The default value is ‘250’. The recommended value is ‘500’. You can see if your users were indeed running into this limit by running the following SQL query (query based on MS SQL server, but pretty similar in DB2 or Oracle):

select count(hc.LOOKUPKEY) as count, hc.USERNAME, emp.PROF_MAIL from HOMEPAGE.HOMEPAGE.OH2P_CACHE As hc 
LEFT JOIN PEOPLEDB.EMPINST.EMPLOYEE emp on hc.USERNAME=emp.PROF_GUID
group by hc.USERNAME, emp.PROF_MAIL order by count desc;

It turned out that I had 35 users who had crossed the limit. Upping the token limit would need a restart of the WebSphereOauth20SP application. As I couldn’t do that during business hours, I instead opted for removing the cache for the affected users:

DELETE FROM HOMEPAGE.HOMEPAGE.OH2P_CACHE WHERE USERNAME='<affected username>'

This did not have any negative side effect.
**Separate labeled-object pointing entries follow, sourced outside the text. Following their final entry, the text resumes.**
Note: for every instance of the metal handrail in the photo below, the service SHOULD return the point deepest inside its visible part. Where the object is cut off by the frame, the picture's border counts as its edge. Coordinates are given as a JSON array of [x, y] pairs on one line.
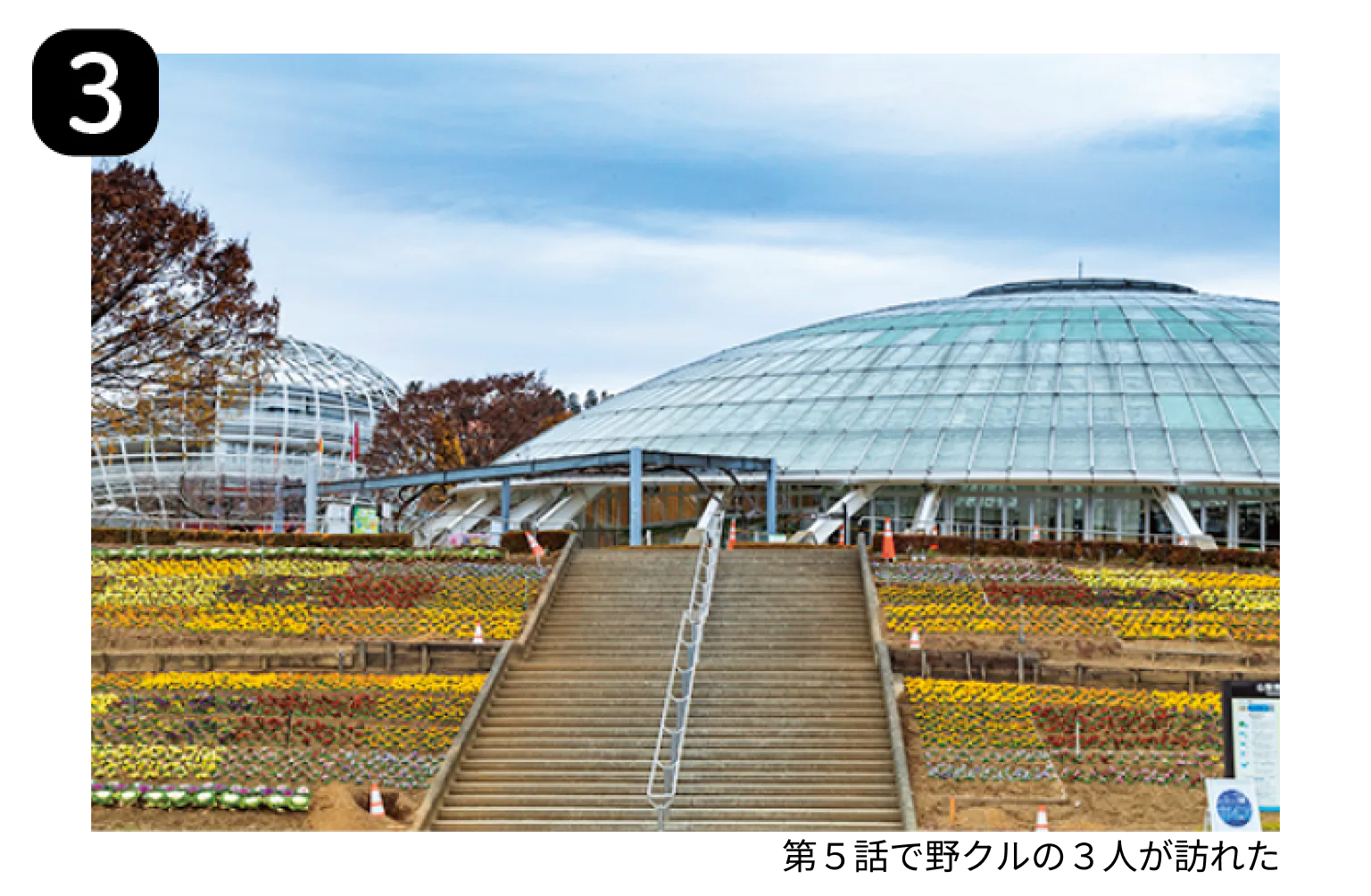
[[693, 624]]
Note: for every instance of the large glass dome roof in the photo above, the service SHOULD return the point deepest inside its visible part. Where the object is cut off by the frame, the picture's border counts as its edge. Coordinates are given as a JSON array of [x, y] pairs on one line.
[[1076, 380]]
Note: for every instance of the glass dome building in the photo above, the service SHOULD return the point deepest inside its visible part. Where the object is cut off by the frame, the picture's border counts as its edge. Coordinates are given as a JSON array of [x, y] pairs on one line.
[[1076, 407], [314, 402]]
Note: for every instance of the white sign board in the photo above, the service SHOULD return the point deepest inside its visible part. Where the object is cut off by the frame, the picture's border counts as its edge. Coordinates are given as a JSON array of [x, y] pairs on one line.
[[1233, 806], [337, 519]]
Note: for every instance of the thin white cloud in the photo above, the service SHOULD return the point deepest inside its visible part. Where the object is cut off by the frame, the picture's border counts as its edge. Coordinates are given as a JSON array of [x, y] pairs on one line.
[[913, 103]]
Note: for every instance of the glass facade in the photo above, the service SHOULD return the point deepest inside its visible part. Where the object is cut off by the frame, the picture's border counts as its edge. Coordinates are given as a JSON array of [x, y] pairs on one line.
[[312, 401], [1089, 381]]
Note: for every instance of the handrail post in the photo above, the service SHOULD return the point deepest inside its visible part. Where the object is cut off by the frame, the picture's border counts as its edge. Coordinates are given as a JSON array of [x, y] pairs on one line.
[[691, 627]]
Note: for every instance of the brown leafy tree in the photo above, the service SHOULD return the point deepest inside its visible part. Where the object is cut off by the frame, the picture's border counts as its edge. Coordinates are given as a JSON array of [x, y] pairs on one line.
[[461, 424], [171, 314]]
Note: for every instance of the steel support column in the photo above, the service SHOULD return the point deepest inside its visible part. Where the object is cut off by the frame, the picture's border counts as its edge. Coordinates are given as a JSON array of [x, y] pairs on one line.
[[635, 496], [312, 496], [771, 499]]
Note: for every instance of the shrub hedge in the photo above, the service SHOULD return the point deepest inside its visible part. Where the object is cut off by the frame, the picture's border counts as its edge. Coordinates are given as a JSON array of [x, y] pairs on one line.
[[1167, 553], [262, 539]]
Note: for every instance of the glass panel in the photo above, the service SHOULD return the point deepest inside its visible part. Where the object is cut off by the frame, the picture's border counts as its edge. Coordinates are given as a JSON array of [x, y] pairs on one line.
[[848, 452], [1250, 524], [1197, 381], [1004, 410], [813, 452], [993, 451], [918, 336], [1212, 412], [1104, 378], [815, 417], [969, 411], [1142, 410], [936, 411], [903, 414], [785, 418], [900, 383], [1217, 521], [760, 445], [1071, 450], [1031, 450], [979, 335], [1012, 380], [1273, 407], [1232, 452], [954, 380], [846, 414], [1112, 450], [1036, 411], [946, 335], [1184, 332], [787, 448], [1176, 409], [1108, 409], [1167, 380], [954, 451], [1081, 332], [874, 415], [1043, 378], [1260, 381], [882, 453], [1074, 378], [1074, 410], [1192, 452], [889, 337], [1078, 353], [916, 453], [1046, 353], [1267, 447], [1115, 332], [984, 380]]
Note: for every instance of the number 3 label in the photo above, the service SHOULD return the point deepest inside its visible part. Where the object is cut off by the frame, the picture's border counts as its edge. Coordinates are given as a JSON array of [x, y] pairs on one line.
[[112, 99]]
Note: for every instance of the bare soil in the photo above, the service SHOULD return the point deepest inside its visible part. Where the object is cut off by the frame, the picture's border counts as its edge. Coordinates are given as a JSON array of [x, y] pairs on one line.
[[1100, 807], [337, 809]]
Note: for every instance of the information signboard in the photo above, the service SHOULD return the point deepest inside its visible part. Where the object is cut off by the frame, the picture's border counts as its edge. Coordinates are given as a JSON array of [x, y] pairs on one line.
[[1253, 737]]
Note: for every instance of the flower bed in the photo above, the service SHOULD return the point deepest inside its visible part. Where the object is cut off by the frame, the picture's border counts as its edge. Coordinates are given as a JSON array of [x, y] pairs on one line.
[[314, 598], [1005, 732], [994, 596], [276, 727]]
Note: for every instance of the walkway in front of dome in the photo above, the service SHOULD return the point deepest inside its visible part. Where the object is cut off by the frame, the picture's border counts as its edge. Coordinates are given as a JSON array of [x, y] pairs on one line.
[[787, 732]]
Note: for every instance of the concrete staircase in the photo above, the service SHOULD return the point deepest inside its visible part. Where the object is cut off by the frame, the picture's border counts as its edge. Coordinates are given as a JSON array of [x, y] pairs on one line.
[[787, 729]]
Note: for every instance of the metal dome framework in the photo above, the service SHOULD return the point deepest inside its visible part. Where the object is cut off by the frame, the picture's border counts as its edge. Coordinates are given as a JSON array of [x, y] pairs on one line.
[[312, 402], [1093, 392]]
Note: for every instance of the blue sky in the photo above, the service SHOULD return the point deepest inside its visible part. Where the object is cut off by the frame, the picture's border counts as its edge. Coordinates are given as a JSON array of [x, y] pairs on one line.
[[606, 217]]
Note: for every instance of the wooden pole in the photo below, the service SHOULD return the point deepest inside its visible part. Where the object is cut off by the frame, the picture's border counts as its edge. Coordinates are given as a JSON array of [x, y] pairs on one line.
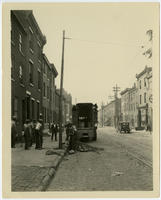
[[60, 97]]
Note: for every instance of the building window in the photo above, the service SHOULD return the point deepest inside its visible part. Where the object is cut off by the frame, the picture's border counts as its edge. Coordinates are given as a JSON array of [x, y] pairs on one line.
[[39, 80], [44, 68], [21, 74], [20, 43], [38, 110], [31, 71], [12, 65], [48, 92], [140, 99], [15, 107], [28, 107], [144, 97], [33, 109], [31, 41], [144, 82], [44, 88], [140, 84]]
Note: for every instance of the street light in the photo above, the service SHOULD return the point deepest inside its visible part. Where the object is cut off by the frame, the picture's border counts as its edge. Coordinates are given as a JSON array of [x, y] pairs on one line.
[[61, 90]]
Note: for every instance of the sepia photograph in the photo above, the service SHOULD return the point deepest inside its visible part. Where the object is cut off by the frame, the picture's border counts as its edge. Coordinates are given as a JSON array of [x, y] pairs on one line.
[[79, 85]]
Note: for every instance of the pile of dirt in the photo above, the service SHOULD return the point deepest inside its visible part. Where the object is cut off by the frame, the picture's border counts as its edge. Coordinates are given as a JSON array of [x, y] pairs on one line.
[[83, 147]]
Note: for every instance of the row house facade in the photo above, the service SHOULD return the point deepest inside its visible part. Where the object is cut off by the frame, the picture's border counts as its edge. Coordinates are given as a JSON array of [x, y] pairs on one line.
[[144, 82], [110, 114], [49, 75], [66, 106], [129, 105], [27, 42], [33, 90]]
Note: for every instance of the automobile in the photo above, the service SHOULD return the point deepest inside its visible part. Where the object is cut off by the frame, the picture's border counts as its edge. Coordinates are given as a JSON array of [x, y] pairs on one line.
[[124, 126]]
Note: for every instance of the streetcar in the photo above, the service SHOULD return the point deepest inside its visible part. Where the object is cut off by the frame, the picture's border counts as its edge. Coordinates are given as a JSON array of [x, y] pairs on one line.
[[84, 117]]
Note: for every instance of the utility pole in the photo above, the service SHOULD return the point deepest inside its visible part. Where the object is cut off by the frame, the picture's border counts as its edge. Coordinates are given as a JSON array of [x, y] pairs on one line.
[[102, 108], [61, 90], [116, 89]]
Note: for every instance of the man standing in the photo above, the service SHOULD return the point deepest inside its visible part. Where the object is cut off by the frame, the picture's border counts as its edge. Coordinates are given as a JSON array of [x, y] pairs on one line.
[[13, 132], [41, 133], [37, 134], [52, 130], [73, 137], [67, 131]]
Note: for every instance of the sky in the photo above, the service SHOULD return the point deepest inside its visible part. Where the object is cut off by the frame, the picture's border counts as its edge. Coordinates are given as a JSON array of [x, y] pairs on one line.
[[104, 49]]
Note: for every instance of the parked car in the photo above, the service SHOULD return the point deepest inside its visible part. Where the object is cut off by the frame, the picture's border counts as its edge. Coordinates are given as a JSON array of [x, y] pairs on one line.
[[124, 126]]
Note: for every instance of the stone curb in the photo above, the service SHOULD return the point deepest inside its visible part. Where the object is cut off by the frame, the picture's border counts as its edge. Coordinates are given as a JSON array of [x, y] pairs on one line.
[[51, 172]]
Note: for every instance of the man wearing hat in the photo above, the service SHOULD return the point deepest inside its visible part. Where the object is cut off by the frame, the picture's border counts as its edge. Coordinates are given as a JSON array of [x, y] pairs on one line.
[[39, 134], [27, 134], [13, 132]]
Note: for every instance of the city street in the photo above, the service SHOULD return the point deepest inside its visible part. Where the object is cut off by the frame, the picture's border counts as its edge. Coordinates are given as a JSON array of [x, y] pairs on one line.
[[123, 162]]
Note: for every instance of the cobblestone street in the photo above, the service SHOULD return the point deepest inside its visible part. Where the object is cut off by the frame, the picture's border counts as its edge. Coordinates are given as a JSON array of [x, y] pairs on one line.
[[29, 168], [110, 169]]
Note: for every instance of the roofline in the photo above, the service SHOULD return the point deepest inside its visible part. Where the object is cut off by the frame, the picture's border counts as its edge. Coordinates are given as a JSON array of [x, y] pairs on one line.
[[146, 69], [54, 69], [38, 28], [124, 91], [14, 13], [46, 59]]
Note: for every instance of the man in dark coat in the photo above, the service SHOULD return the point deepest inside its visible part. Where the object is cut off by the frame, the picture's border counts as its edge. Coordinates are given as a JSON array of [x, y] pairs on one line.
[[41, 133], [13, 132], [54, 130], [72, 137], [27, 134]]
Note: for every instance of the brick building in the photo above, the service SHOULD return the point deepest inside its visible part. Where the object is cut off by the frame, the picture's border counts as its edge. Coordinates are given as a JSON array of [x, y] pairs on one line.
[[27, 43], [142, 85], [107, 114], [49, 75], [129, 105], [66, 106]]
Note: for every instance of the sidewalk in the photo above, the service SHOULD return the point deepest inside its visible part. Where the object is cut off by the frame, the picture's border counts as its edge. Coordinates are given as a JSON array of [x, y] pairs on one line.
[[32, 169]]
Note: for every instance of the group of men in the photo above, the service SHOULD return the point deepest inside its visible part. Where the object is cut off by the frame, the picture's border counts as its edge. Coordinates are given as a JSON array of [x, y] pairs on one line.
[[71, 136], [54, 130], [33, 133]]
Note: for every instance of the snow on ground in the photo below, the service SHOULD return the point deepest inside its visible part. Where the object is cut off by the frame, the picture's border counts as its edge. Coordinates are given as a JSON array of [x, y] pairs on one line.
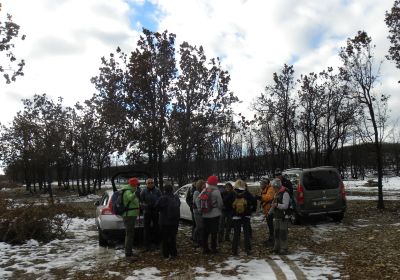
[[80, 252], [362, 190], [73, 253]]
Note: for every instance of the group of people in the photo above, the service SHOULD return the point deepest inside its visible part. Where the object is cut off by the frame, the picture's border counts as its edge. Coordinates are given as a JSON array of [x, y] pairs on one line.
[[216, 211], [231, 209], [161, 213]]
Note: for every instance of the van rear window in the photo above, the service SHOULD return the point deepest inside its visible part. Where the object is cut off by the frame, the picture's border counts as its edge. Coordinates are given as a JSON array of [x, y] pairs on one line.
[[320, 180]]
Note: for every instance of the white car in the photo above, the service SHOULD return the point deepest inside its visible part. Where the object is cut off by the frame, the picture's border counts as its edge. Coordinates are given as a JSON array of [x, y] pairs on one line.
[[185, 209], [111, 226]]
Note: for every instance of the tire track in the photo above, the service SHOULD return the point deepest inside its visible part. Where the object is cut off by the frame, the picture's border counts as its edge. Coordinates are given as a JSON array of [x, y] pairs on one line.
[[280, 275], [296, 270]]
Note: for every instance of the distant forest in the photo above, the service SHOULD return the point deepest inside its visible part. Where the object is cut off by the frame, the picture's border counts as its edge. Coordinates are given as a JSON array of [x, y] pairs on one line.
[[169, 110]]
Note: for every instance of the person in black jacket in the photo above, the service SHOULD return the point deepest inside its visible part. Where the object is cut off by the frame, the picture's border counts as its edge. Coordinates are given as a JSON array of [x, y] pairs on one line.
[[168, 206], [189, 201], [242, 209], [228, 196], [148, 199]]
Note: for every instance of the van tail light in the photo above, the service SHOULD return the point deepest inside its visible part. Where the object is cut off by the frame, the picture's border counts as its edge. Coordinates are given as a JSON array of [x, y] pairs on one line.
[[300, 194], [342, 191], [107, 210]]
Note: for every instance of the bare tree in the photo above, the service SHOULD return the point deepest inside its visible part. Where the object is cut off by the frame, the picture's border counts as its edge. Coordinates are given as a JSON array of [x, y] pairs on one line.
[[362, 73], [9, 31]]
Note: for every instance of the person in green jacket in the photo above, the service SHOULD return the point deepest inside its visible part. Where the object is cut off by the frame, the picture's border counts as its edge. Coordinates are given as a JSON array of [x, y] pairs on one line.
[[131, 201]]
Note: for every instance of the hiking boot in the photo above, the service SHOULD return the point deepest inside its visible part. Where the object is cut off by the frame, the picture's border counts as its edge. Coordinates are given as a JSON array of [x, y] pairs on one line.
[[131, 258], [206, 251]]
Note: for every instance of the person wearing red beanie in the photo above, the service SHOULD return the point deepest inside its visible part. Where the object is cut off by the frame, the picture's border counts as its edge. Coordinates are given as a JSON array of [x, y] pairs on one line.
[[212, 180], [131, 201], [134, 182], [212, 217]]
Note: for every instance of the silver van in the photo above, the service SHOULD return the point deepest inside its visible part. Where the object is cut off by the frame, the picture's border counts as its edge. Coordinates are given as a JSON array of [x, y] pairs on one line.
[[317, 191]]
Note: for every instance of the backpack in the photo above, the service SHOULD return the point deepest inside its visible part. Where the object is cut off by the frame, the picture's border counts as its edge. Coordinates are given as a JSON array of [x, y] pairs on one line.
[[240, 205], [117, 202], [173, 208], [205, 201]]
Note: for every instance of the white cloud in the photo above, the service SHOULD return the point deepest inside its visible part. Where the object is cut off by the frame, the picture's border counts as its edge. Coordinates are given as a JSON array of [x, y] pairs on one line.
[[255, 38], [65, 40]]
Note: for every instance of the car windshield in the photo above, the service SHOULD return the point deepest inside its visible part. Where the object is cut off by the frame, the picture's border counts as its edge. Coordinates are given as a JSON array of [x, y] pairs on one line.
[[320, 179]]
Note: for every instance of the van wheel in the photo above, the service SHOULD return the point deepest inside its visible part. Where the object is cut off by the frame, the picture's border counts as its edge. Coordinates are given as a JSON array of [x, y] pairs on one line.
[[337, 217], [295, 218], [102, 241]]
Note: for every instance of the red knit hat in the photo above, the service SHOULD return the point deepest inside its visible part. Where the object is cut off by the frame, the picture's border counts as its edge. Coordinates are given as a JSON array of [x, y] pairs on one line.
[[212, 180], [134, 182]]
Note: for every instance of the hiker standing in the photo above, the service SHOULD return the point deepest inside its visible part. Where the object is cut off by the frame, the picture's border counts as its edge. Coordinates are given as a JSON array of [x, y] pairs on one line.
[[168, 206], [267, 196], [131, 202], [148, 197], [210, 206], [242, 208], [198, 231], [189, 201], [228, 197], [279, 208]]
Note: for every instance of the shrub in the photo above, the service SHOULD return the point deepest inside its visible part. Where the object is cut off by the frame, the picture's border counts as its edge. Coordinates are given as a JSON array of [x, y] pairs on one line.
[[22, 222]]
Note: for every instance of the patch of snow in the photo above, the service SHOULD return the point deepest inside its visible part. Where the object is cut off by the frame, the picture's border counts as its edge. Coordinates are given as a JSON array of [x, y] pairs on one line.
[[148, 273], [316, 267]]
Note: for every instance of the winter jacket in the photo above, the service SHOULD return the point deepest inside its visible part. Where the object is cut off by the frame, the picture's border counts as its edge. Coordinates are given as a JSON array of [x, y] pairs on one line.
[[288, 185], [216, 202], [248, 210], [131, 201], [267, 196], [168, 206], [251, 200], [196, 202], [149, 197], [189, 196], [228, 198], [282, 198]]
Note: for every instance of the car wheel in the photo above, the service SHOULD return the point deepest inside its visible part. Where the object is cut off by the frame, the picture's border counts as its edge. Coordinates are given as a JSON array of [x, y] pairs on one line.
[[295, 218], [337, 217], [102, 241]]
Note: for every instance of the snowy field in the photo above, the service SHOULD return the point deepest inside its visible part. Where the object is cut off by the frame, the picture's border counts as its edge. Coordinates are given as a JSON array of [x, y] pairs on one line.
[[80, 251], [361, 189]]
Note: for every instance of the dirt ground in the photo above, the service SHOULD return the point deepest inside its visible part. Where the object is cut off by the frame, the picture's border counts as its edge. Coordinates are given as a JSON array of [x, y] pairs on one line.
[[368, 249], [365, 245]]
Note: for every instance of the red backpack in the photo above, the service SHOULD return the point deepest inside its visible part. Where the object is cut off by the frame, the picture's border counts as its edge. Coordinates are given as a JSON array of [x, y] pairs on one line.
[[205, 201]]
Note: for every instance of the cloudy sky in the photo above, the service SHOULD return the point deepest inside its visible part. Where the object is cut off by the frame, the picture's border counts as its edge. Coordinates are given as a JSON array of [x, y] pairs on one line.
[[66, 39]]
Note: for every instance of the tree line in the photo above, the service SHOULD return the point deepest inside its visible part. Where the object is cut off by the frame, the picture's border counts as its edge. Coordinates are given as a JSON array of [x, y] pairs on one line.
[[169, 109]]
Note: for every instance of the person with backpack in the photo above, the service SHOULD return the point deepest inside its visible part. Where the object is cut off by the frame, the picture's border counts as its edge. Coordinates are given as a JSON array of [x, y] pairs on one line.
[[242, 209], [131, 203], [228, 196], [267, 196], [189, 201], [285, 182], [168, 206], [279, 207], [198, 231], [148, 198], [211, 204], [253, 203]]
These actions indeed solved the problem for my Czech users. Now the remaining question is, why did this problem specifically target my Czech population? The answer to this question is, I think, in the relatively large amount of Rich Text widgets (3) the Czech communication department was using on their prime community which every Czech user would open multiple times a day. This is however just a hunch. I did not investigate it further to try and prove that hunch.